Comprometidos a Sembrar La Palabra de Dios

Encerrados

El frío de aquel cuarto de hospital hacía pensar a uno en todo lo que uno no quería. Y es que a veces tenemos que estar en lugares poco común para pensar en cosas poco comunes. No recuerdo mucho, mas puedo asegurar que ocurrió así:

— ¡Cuánta oscuridad!

— Sí… es verdad. Te oigo, pero no te veo ni te toco ¿Dónde estás?

— No sé… eso mismo me pregunto yo a veces. ¿Qué lugar es éste de tanta niebla?

— No lo sé… Apenas puedo moverme… me doy algunas vueltas ¿Y tú?

— Yo también, pero tengo como una especie de muralla que no me deja ir a donde estás tú.

— ¿No oyes el ruido exterior?

— Claro que sí… siento voces…

— ¡Escucha! ¿Qué dicen?

Apoyaron el oído a la pared intentando saber qué pasaba en el exterior. No entendían muy bien lo que decían… o quizás no querían entender…

— No deben vivir. Tienen que desaparecer… Nos traerán problemas.

— Nunca haré eso. Ya sabíamos cuando los hicimos traer a lo que nos exponíamos. Ahora no los abandonaré a su suerte… y menos matarlos.

— Ya te convenceré. Yo no los quiero con nosotros. Nos complicarán la vida.

Desde el otro lado de la pared oyeron todo lo que decían y temblando de miedo hablaban entre ellos:

— Pero… ¿Qué pretenden hacer?

— ¿Es que no lo has oído bien? Pues clarito han hablado… Se quieren deshacer de nosotros.

— Yo estoy bien aquí. No les causaré problemas.

— Yo también. Nos alimentan a través de esa ventanita y tengo tu compañía.
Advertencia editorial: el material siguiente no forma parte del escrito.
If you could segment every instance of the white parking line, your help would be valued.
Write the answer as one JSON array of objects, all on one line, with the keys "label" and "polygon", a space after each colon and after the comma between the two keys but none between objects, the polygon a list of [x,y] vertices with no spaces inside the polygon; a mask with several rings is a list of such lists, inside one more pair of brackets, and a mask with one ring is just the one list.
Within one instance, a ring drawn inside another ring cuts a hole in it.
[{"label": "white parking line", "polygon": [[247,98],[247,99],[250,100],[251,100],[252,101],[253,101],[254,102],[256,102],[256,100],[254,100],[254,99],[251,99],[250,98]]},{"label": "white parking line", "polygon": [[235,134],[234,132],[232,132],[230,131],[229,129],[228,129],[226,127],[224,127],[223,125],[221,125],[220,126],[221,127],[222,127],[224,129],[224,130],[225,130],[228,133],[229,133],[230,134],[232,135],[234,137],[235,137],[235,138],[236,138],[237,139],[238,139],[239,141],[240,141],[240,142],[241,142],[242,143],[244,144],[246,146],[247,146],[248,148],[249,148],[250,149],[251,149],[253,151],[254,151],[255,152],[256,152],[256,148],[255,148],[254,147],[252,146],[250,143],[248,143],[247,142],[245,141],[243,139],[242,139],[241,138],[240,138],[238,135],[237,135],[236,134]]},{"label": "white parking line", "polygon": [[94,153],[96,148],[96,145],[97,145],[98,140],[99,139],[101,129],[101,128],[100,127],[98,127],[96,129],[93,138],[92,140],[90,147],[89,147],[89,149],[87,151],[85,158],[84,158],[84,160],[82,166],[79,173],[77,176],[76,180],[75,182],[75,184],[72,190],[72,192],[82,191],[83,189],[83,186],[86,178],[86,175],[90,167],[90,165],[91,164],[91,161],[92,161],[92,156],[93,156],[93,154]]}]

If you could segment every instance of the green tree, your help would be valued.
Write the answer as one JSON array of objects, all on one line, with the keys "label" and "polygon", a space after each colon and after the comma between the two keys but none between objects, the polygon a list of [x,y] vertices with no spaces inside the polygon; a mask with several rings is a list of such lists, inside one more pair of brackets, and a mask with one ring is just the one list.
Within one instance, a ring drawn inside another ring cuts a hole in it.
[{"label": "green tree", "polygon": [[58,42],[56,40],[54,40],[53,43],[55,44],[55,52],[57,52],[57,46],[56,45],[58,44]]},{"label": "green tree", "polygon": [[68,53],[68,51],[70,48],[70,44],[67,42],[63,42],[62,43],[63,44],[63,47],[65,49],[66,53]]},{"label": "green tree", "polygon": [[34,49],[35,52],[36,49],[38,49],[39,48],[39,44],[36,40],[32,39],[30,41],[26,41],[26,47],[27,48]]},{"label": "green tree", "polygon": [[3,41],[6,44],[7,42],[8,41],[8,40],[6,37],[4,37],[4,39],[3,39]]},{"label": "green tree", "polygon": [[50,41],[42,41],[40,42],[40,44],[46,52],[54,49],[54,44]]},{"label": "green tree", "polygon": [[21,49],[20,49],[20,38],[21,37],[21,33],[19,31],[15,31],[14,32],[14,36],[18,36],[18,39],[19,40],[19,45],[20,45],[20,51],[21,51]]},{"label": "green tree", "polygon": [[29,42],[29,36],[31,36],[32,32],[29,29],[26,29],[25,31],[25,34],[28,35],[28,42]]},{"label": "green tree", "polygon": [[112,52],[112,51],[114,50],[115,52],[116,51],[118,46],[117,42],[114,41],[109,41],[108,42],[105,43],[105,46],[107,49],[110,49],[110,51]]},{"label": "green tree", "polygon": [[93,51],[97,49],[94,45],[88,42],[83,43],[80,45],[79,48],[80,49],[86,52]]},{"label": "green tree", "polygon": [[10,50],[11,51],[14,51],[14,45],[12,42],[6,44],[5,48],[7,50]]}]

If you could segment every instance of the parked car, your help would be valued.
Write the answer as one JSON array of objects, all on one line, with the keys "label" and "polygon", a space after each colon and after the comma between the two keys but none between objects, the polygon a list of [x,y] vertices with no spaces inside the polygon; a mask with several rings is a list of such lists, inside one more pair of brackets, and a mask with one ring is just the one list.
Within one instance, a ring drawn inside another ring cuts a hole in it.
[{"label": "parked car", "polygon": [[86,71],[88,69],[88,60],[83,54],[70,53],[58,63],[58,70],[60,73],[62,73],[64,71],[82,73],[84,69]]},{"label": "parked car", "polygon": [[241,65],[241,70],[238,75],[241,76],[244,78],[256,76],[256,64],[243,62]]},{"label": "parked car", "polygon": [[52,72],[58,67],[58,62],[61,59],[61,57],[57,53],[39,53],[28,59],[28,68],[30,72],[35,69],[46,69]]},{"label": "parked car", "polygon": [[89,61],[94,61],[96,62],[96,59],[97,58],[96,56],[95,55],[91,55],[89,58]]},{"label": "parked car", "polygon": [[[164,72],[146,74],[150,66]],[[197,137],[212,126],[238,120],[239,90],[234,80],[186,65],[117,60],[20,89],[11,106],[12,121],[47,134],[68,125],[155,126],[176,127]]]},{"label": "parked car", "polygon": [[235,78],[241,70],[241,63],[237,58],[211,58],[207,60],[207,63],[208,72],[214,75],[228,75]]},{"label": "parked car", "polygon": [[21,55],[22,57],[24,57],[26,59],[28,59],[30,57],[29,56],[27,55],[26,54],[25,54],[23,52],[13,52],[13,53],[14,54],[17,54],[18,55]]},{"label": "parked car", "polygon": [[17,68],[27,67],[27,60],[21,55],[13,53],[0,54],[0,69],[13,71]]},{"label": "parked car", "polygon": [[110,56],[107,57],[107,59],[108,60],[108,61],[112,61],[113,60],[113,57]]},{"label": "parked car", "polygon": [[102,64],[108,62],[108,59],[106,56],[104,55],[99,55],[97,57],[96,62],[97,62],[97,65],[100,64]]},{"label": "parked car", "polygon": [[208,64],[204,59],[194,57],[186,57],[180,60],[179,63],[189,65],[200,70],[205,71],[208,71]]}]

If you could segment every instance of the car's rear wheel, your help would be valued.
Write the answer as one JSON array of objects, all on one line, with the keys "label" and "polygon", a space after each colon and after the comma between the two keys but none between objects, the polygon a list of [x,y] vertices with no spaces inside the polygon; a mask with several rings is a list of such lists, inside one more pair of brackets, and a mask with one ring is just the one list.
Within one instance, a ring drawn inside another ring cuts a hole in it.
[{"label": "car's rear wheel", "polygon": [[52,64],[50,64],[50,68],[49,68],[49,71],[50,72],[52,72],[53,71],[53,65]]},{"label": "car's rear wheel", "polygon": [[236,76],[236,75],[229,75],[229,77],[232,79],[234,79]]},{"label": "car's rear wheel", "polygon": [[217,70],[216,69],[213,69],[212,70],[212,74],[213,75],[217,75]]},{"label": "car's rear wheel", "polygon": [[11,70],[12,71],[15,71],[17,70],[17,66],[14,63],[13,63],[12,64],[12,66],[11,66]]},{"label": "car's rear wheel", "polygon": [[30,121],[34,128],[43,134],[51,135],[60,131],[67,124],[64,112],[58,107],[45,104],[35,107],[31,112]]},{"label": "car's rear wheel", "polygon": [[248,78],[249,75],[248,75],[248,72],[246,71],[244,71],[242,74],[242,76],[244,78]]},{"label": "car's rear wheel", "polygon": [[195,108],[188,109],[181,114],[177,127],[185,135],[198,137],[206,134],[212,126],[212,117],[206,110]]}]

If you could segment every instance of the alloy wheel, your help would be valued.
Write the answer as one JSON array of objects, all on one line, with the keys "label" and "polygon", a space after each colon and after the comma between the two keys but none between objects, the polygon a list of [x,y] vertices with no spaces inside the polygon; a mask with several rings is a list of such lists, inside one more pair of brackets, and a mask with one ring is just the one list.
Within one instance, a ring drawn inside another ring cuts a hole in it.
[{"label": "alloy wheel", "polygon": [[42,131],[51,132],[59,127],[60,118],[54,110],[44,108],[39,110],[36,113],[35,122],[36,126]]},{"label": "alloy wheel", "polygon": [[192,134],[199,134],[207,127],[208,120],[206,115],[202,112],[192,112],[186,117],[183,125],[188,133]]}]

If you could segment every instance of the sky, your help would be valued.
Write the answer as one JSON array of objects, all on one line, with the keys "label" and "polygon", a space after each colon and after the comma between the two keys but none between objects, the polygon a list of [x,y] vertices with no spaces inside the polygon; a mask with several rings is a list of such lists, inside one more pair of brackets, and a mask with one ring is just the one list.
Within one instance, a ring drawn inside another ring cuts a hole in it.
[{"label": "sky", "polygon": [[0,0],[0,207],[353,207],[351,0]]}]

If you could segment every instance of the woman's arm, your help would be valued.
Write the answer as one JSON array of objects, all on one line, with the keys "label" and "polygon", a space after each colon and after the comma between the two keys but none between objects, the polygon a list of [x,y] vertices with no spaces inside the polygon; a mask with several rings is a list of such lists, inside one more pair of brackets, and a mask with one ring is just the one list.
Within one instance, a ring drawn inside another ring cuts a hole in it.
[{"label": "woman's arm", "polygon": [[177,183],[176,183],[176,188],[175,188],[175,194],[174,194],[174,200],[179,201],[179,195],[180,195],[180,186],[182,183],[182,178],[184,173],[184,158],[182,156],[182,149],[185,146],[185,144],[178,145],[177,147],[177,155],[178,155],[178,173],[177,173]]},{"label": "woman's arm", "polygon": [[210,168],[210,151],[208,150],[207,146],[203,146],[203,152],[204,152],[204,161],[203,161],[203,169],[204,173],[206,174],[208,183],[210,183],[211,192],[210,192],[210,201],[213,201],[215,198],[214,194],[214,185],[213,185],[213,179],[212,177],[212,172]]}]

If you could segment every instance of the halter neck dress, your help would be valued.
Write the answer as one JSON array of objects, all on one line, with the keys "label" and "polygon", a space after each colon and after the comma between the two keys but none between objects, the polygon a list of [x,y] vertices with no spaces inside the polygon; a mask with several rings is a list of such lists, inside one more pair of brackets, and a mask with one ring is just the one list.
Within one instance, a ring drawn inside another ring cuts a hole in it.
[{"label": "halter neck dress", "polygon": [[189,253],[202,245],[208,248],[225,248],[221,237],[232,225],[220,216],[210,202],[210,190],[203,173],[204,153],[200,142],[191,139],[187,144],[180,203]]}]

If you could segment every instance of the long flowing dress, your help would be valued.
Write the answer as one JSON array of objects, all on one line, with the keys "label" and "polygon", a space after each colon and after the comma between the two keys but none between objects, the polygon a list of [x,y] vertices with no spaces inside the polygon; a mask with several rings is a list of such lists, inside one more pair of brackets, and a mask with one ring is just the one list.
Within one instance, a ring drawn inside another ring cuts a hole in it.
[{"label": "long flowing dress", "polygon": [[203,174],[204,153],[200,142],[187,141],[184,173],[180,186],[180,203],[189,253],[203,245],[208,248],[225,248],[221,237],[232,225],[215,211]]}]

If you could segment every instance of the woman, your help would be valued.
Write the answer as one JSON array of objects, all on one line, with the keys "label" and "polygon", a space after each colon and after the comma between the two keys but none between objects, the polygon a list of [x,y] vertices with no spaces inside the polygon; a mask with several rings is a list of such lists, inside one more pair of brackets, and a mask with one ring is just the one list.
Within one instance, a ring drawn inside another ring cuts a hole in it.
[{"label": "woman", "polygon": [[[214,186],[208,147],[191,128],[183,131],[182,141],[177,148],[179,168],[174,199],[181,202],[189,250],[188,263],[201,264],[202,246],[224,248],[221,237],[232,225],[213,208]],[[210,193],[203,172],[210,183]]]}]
— Sí… pero no pondrán tenernos escondidos siempre. Por eso nos quieren matar.

— No les he hecho nada… Ni siquiera quise que me trajesen.

— Yo tampoco ¿Por qué lo harían?

— Recuerdo aquel día en que decían que venían de una fiesta… y que habían bebido ¿Cuántas copas se tomarían?

— Yo también me acuerdo. Decían que estaban muy bebidos… Puede que si hubiesen estado serenos no nos hubiesen traído aquí.

— Escucha… calla… siguen hablando.

— A ver… ¿Quién se va a dar cuenta que nos deshacemos de ellos? Nadie sabe que los tenemos escondidos.

— Lo sé yo… Todos los días le doy el alimento y los siento a través de las paredes… Les he tomado cariño.

— Se te pasará pronto. Ni te enterarás… Un día que te haré dormir, vendrán a por ellos y desaparecerán para siempre.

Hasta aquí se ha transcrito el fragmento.